Stata is great, but Python/pandas is free and easier to integrate with other applications. For example, you can build a web server in Python, but not Stata; You can run Python in AWS SageMmaker, but not Stata.

Additionally, even for devout Stata users, there is utility in being able to run Stata commands through a Python stack for comparison purposes.

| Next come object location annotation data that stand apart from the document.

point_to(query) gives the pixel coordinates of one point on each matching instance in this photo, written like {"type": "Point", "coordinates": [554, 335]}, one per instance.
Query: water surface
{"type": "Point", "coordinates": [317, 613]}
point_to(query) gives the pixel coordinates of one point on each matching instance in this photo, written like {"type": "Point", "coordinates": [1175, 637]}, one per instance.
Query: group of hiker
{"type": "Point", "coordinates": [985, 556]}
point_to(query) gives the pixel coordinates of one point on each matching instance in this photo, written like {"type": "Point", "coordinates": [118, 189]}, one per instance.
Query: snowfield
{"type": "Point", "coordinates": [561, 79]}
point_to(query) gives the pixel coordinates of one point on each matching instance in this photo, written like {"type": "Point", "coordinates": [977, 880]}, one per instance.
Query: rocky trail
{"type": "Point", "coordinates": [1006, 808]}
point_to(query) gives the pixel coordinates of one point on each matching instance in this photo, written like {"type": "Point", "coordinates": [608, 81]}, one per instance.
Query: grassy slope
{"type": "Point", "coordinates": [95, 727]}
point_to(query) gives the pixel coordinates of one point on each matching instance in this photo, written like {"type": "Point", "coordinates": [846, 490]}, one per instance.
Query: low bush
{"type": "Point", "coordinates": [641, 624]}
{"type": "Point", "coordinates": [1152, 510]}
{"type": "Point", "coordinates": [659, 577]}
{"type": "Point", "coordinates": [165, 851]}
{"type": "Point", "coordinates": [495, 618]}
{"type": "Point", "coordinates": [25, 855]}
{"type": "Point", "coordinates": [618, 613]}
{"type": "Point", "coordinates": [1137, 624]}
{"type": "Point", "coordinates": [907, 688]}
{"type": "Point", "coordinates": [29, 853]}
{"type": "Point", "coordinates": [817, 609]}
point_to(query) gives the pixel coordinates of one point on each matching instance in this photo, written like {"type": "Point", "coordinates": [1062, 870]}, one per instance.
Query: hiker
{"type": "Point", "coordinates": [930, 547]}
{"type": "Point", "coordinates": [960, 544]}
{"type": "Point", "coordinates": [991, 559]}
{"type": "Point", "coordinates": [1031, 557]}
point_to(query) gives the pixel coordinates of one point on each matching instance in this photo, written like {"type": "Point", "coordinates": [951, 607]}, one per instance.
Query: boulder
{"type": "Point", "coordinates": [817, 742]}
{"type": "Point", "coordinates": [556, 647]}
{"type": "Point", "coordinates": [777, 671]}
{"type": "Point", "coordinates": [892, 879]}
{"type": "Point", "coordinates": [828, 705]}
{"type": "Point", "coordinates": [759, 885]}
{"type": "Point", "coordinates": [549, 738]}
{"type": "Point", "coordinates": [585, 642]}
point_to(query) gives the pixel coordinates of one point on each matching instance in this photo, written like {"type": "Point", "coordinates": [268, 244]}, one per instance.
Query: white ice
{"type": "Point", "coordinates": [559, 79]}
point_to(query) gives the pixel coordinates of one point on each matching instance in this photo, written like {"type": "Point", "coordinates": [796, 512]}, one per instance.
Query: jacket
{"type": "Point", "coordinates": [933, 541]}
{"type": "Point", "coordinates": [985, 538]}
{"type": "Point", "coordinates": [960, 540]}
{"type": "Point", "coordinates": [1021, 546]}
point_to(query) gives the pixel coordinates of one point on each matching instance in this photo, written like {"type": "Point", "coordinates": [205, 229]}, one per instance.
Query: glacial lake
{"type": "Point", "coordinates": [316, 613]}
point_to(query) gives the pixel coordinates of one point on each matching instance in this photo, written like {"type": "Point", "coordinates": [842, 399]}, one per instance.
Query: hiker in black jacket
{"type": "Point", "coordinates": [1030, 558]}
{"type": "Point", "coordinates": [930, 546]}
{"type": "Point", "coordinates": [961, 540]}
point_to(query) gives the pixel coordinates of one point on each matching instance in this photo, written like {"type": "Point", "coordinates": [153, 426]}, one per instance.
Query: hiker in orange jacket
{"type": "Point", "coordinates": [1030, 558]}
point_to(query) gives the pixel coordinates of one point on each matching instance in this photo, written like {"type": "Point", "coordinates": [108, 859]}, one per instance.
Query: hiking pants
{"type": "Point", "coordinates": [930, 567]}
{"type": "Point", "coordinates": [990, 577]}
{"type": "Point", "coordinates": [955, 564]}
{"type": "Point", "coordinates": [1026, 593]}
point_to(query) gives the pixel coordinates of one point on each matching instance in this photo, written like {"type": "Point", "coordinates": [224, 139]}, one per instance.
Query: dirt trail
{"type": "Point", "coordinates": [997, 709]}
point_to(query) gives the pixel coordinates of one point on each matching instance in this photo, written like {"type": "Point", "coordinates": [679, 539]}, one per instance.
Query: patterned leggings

How pdexplorer fulfills the Zen of Python (compared to pandas)

PASS FAIL
Beautiful is better than ugly. Explicit is better than implicit.
Simple is better than complex. In the face of ambiguity, refuse the temptation to guess.
Flat is better than nested.
Readability counts.
Although practicality beats purity.
There should be one-- and preferably only one --obvious way to do it.
Now is better than never.

How pdexplorer differs from Stata

  • Commands are implemented as Python functions and hence require at least one set of parentheses
  • pdexplorer uses Python libraries under the hood. The result of a command reflects the output of those libraries, even when they differ from Stata.
  • There is no support for mata. Under the hood, pdexplorer is just the Python data stack.

References

DELETEME

  • DataFrame singleton
  • concise language for data wrangling
  • easy export to excel
  • smf/patsy syntax best for regressions
  • plots using Stata data table meta data e.g., variable labels

General form of Stata command:

command(varlist, expression, if, in, weight, options, by)

Syntax summary

With few exceptions, the basic Stata language syntax (as documented here) is

[by varlist:] command [varlist] [=exp] [if exp] [in range] [weight] [, options]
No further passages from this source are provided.